Глава IV. «Саламбо»
Слог майковских стихов, с его славянизмами, конечно, трудно вяжется с речью карфагенских пентархов. Но Мусоргский явно пожертвовал тут верностью колорита, расширительно трактуя смысл сцены приговора над Мато, в бунтарском образе которого он, в отличие от Флобера, настойчиво подчеркивал черты стихийной революционности (вспомним Боевую песнь ливийцев, дуэт Мато с Саламбо, монолог «Я умру одинок...»).
В связи с этим заслуживает внимания интересная догадка о «скрытом» смысле сцены приговора в опере «Саламбо», высказанная литературоведом И. Кубиковым (в статье «Мусоргский и Флобер»), «Слова первого пентарха,— писал он,— вполне соответствуют словам Флобера: «Шагабарим — хранитель священного покрывала — одним ударом рассек грудь Мато, вырвал сердце, положил его на ложку и, поднимая руки, принес его в дар солнцу».
Но Мато в романе Флобера не был проповедником, вроде Гуса (изображенного в поэме Майкова). И потому слова второго пентарха о языке — «орудии зла» — не могут быть отнесены к герою романа. Но зато они с особенной силой могут быть направлены к шестидесятникам — Михайлову, и главным образом, Чернышевскому, этому гениальному пропагандисту революционной истины, который для царской власти являлся «орудием зла».

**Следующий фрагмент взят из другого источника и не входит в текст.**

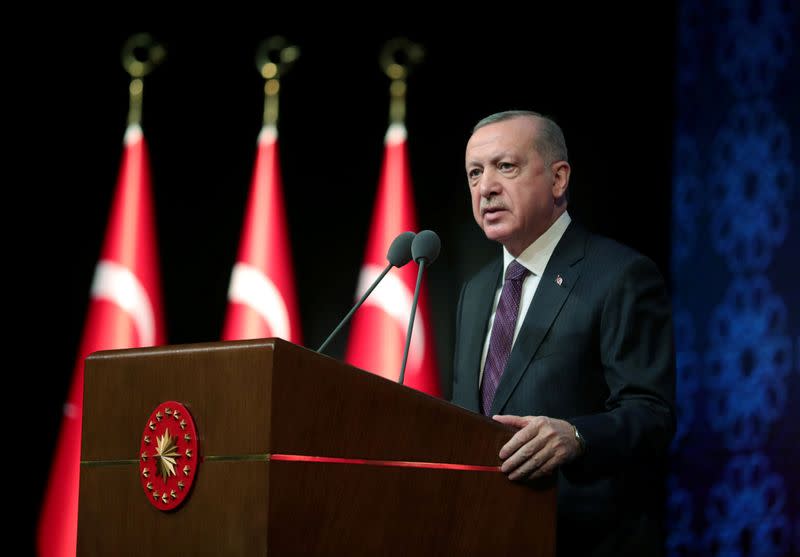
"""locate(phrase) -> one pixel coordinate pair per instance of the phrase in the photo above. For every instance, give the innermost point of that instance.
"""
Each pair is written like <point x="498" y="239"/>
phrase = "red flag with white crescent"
<point x="261" y="294"/>
<point x="125" y="311"/>
<point x="378" y="331"/>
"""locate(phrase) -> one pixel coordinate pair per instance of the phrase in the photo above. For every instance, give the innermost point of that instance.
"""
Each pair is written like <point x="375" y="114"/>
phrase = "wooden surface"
<point x="252" y="399"/>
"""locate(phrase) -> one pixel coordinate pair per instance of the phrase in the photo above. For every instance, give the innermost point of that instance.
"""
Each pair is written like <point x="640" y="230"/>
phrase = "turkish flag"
<point x="261" y="295"/>
<point x="378" y="332"/>
<point x="125" y="311"/>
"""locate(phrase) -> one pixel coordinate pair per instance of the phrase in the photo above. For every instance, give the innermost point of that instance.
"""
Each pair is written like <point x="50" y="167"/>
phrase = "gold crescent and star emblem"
<point x="168" y="458"/>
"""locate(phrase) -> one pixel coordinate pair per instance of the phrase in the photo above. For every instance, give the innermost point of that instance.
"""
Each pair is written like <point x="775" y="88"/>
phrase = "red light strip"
<point x="391" y="463"/>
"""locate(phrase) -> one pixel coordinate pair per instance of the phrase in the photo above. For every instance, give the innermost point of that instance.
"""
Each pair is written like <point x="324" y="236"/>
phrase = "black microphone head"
<point x="426" y="245"/>
<point x="400" y="251"/>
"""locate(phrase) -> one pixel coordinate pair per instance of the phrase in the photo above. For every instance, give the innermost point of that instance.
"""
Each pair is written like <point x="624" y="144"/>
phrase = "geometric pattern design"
<point x="753" y="178"/>
<point x="736" y="280"/>
<point x="746" y="511"/>
<point x="748" y="363"/>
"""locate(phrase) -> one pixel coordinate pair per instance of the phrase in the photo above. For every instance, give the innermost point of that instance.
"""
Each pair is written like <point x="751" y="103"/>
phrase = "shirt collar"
<point x="535" y="256"/>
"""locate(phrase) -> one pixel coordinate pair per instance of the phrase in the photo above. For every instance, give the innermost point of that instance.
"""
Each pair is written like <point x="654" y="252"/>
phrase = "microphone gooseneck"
<point x="424" y="249"/>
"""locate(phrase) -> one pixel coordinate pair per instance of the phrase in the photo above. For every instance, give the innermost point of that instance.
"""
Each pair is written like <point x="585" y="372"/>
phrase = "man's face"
<point x="513" y="192"/>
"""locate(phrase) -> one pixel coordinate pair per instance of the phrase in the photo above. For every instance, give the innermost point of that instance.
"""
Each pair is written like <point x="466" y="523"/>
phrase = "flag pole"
<point x="274" y="57"/>
<point x="394" y="53"/>
<point x="138" y="68"/>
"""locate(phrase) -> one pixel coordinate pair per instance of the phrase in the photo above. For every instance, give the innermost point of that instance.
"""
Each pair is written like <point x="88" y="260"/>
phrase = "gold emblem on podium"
<point x="168" y="456"/>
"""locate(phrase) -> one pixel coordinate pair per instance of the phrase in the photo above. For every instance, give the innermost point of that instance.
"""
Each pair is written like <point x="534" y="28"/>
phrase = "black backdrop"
<point x="605" y="76"/>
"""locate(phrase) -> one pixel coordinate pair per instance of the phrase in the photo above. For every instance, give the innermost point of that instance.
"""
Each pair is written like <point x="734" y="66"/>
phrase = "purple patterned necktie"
<point x="505" y="320"/>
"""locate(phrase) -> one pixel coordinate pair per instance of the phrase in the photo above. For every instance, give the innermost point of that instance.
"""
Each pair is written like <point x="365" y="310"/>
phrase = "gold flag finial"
<point x="273" y="59"/>
<point x="140" y="54"/>
<point x="397" y="58"/>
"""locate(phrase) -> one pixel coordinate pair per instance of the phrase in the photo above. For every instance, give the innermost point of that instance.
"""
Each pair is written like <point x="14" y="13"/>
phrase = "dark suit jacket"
<point x="596" y="350"/>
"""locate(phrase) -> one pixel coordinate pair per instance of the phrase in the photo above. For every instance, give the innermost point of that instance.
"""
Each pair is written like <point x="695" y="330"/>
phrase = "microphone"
<point x="424" y="249"/>
<point x="399" y="254"/>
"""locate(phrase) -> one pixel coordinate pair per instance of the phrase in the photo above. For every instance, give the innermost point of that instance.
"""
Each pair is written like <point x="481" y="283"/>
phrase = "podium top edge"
<point x="189" y="347"/>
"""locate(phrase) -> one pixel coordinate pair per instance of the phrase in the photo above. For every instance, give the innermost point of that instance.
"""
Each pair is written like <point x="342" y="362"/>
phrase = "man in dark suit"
<point x="571" y="346"/>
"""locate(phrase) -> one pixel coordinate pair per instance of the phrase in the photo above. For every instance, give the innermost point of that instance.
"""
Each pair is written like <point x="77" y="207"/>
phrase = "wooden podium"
<point x="402" y="473"/>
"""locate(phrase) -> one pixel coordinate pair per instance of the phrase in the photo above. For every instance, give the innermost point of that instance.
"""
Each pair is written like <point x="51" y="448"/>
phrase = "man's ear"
<point x="561" y="170"/>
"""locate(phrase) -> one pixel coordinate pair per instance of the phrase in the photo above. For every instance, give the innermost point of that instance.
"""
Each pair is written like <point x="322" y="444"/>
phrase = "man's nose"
<point x="489" y="184"/>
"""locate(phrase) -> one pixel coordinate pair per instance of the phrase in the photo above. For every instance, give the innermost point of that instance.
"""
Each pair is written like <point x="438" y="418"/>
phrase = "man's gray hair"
<point x="549" y="141"/>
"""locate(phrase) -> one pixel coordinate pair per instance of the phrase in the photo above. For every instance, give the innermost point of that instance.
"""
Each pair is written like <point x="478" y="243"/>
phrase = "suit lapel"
<point x="559" y="278"/>
<point x="477" y="309"/>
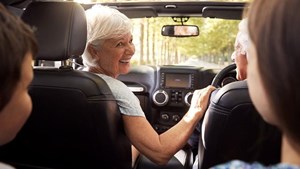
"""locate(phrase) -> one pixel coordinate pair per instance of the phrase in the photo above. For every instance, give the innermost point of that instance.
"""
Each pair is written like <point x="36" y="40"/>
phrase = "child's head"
<point x="18" y="46"/>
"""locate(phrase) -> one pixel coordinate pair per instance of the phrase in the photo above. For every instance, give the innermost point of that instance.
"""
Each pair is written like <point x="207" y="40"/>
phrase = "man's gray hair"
<point x="103" y="23"/>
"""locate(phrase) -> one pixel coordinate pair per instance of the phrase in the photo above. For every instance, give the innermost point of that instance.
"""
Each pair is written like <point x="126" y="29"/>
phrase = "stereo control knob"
<point x="160" y="98"/>
<point x="176" y="118"/>
<point x="188" y="98"/>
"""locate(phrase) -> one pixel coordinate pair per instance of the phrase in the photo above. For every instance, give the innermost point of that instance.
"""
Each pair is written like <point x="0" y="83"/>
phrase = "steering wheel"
<point x="219" y="78"/>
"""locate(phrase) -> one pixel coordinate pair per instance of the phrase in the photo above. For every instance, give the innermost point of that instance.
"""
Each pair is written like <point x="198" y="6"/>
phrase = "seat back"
<point x="75" y="122"/>
<point x="233" y="129"/>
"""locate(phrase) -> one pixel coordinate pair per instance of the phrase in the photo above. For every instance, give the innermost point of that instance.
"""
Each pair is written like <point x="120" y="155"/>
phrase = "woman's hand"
<point x="199" y="103"/>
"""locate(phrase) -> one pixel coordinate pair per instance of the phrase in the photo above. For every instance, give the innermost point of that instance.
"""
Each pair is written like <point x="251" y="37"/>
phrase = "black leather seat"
<point x="233" y="129"/>
<point x="75" y="122"/>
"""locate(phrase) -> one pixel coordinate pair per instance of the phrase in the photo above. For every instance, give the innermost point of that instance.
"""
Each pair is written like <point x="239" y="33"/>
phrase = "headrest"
<point x="232" y="94"/>
<point x="60" y="27"/>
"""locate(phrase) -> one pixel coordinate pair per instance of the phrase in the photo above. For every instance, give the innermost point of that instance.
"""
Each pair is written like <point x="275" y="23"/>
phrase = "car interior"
<point x="76" y="123"/>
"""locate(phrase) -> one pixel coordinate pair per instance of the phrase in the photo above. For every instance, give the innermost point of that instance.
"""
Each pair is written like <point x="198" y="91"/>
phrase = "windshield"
<point x="212" y="48"/>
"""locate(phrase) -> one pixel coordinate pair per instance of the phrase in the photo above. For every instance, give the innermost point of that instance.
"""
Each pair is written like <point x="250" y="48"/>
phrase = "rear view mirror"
<point x="180" y="30"/>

Характерная деталь: каждый из пентархов разбивает дощечку. Этот акт, знаменующий приговор, ведет нас к тем явлениям, которые имели место во время выполнения обряда «гражданской казни» над Михайловым, Обручевым и Чернышевским, когда над головой «политических преступников» ломали шпагу.
Правда, «ад текстом этой первой картины 4-го действия поставлена дата — октябрь 1863 г. В это время Чернышевский сидел в Петропавловской крепости, и приговор над ним еще не был произнесен. Но музыка этой картины отмечена другой датой — 26 ноября 1864 г. Впрочем, это даже и несущественно. В сознании Мусоргского могли запечатлеться картины обряда гражданской казни над Михайловым и над Обручевым».
Повторяем — это только догадка и, как всякая догадка, не во всем убедительная. Однако она не лишена реальности. Прямая аналогия между сценой приговора над Мато и «обрядом» гражданской казни русских революционеров представляется по меньшей мере спорной. Но несомненно и бесспорно воздействие политических идей и событий шестидесятых годов, так остро волновавших Мусоргского, на самый замысел его оперы, на своеобразную трактовку сюжета и характеров «Саламбо».
Это воздействие чувствуется, как, вероятно, заметил читатель, и в ясно наметившейся (несмотря на неполноту сохранившихся материалов) драматургии оперы, с ее динамикой массовых народных сцен, вырисовывающих социальный смысл конфликтного развития сюжета, в котором так возвышается мятежный образ ливийца Мато — вождя африканских племен, восставших против карфагенской тирании.
Мощная фигура вожака стихийного движения масс особенно привлекала Мусоргского. Не случайно он и начал работу над «Саламбо» сочинением либретто разбираемой первой картины четвертого действия оперы — уже в октябре 1863 года готов был полный текст этой картины, дающей, если можно так выразиться, идейно-драматургический респект образа Мато — борца за свободу порабощенных масс, смертельного врага «жадных тиранов». В романе нет такой картины, да и не могло быть — она не соответствует идейно-художественной концепции Флобера. Для Мусоргского же именно эта картина явилась исходным — опорным моментом в работе «ад сценарием и музыкой «Саламбо». Не удивительно, что мятежный Ливиец в опере заметно отличается от флоберовского героя — буйного «варвара», ослепленного страстью.
Замысел Мусоргского ясно виден в большом монологе разбираемой картины. Мато одержим идеей свободолюбивой борьбы, и это — стержневая идея оперы. Драма любви к Саламбо, несущей гибель герою, выявляет благородные мужественные черты его характера. Ни коварная измена, определившая роковой исход восстания, ни страшные пытки в позорном плену не сгибают воли Мато. Пафос верности идее наполняет образ борца. И в мрачной темнице, перед лицом неотвратимой смерти он остается непоколебим — «Я умру одинок...».